7月から神奈川県民ホールでのコンサートを皮切りに、また大きなコンサートを開催する岩崎さんに、きら星のような思い出と、歌い続ける人生について、お話を伺いました。

《1》忘れられない、ハワイの空港の花の香り

 幼い頃から音楽に慣れ親しみ、小学校に上がった頃から歌を習い始めたという岩崎宏美さん。テレビのオーディション番組「スター誕生」に出演したのはまだ中学3年生のとき。
当時、習いに行ってたピアノの先生の家で、素敵な香りの体験がありました。

「先生の家に香水の瓶が置いてあったのです。クリスチャン・ディオールのディオリッシモという香水だと教えてもらい、香りもかがせてもらったら、すずらんの花のような、とってもいい香りで。ああ、いい香りだな、大人になったら絶対に買おうと思いました」

 「スター誕生」で合格した岩崎さん。「スター誕生」という番組では、最後に「うちに来て欲しい」という事務所やレコード会社のプラカードが上がるのですが、8社のプラカードが上がったようです。そして、プロの歌手への道を歩き始めました。
 デビュー曲『二重唱(デュエット)』の作詞作曲は、阿久悠さんと、先日亡くなった筒美京平さん。2曲目で90万枚のヒットとなった『ロマンス』もこのゴールデンコンビです。いかに将来を嘱望された新人だったかがわかります。
 3曲目の『センチメンタル』はセンバツ高校野球の行進曲にも選ばれたほど。

「『センチメンタル』のときは、同級生の男の子たちを応援するという感じでしたね。センバツの行進曲は2度選ばれていて『聖母たちのララバイ』のときは、すっかり球児たちのお姉さんでした!」

 しかし、なんと『聖母たちのララバイ』を歌っていた時の岩崎さんは、まだ23歳。ずいぶん、大人の女性に見えたものです。
 芸能界華やかなりし時代。岩崎さんは、16歳の時、すでにパスポートを取得して、それから20歳までの間は、毎年、お正月にハワイに行っていたそう。

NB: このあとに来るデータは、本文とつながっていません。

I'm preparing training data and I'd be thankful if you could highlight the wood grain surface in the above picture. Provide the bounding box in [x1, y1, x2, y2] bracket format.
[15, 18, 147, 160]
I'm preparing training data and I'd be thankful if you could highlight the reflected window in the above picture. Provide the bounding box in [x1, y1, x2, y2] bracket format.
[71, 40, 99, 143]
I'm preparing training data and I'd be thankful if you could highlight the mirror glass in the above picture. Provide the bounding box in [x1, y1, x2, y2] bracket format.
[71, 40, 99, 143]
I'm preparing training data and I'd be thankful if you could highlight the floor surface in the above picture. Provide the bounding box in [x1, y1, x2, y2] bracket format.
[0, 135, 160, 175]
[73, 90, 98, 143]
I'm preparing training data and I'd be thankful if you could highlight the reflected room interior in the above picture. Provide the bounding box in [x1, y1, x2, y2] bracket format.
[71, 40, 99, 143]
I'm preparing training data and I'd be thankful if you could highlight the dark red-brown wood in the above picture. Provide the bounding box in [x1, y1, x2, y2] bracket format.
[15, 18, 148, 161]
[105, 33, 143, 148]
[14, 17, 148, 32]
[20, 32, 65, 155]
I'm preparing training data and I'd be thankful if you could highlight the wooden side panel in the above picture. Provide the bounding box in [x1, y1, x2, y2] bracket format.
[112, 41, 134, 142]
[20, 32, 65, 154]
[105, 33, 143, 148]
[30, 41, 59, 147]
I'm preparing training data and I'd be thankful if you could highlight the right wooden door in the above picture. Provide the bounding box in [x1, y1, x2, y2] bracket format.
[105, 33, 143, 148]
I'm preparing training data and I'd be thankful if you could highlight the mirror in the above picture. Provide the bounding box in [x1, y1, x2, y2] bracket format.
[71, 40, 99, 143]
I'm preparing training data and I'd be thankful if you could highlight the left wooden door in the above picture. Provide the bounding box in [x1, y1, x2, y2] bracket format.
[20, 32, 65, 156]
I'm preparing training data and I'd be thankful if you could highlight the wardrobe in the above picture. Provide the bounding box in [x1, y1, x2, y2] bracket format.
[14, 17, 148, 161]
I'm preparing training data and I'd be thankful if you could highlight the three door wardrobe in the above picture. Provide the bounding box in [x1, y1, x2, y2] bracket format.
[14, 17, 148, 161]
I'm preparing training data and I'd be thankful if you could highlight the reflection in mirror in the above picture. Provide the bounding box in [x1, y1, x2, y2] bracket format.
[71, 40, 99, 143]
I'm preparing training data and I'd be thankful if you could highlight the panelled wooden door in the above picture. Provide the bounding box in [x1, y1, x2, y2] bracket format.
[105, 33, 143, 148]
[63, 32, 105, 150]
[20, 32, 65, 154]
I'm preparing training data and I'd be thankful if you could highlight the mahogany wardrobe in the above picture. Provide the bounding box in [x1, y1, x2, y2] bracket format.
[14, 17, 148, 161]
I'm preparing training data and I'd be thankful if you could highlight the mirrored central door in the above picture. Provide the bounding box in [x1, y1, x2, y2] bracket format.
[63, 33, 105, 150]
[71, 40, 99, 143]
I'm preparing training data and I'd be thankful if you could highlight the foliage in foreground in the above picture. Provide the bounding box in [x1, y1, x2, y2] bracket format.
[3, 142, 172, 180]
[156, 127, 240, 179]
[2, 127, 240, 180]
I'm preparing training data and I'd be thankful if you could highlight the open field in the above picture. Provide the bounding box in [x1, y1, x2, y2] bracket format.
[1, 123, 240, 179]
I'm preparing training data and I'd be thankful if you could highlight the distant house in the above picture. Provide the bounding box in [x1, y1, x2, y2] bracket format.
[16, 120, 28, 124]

「初めて降り立ったハワイの空港は本当になんともいえない花の香りがして。ああ、老後はここに住みたいななんて思いましたね」

 初めてのゴルフもハワイでした。

「ハワイで『スター誕生』の公開録画があったことがあって、その時、司会の萩本欽一さんと、審査員だった阿久悠さん、都倉俊一さんとで初めてゴルフのラウンドをしたんです。まだ免許もないけれど、カートなら大丈夫と私が運転して。きれいんな蝶々を追いかけて別のところへ走っていってしまったりしました(笑)。都倉さんは私を教えなくてはいけないので、無茶苦茶なスコアになってしまったり。楽しかったですね」

 なんというすごいメンバー。無邪気で明朗な少女の岩崎さんの笑顔に、みなさん、翻弄されていたのでしょう。
 しかし、毎年のハワイ行きは、先輩歌手のこんなアドバイスで止めることに。

「事務所の先輩にいしだあゆみさんがいらして。私はすごく憧れていたんですね。そのうつくしい彼女が『あなたね、そんなに毎年真っ黒に日焼けするのは20歳までにしなさいよ。歳を取ったら全部シミになっちゃうからね』と言ってくださったんです。それは大変と思って、本当に日焼けは20歳までにしたんです」

 今の美肌と美髪は若い頃からのそんな注意でキープされているようです。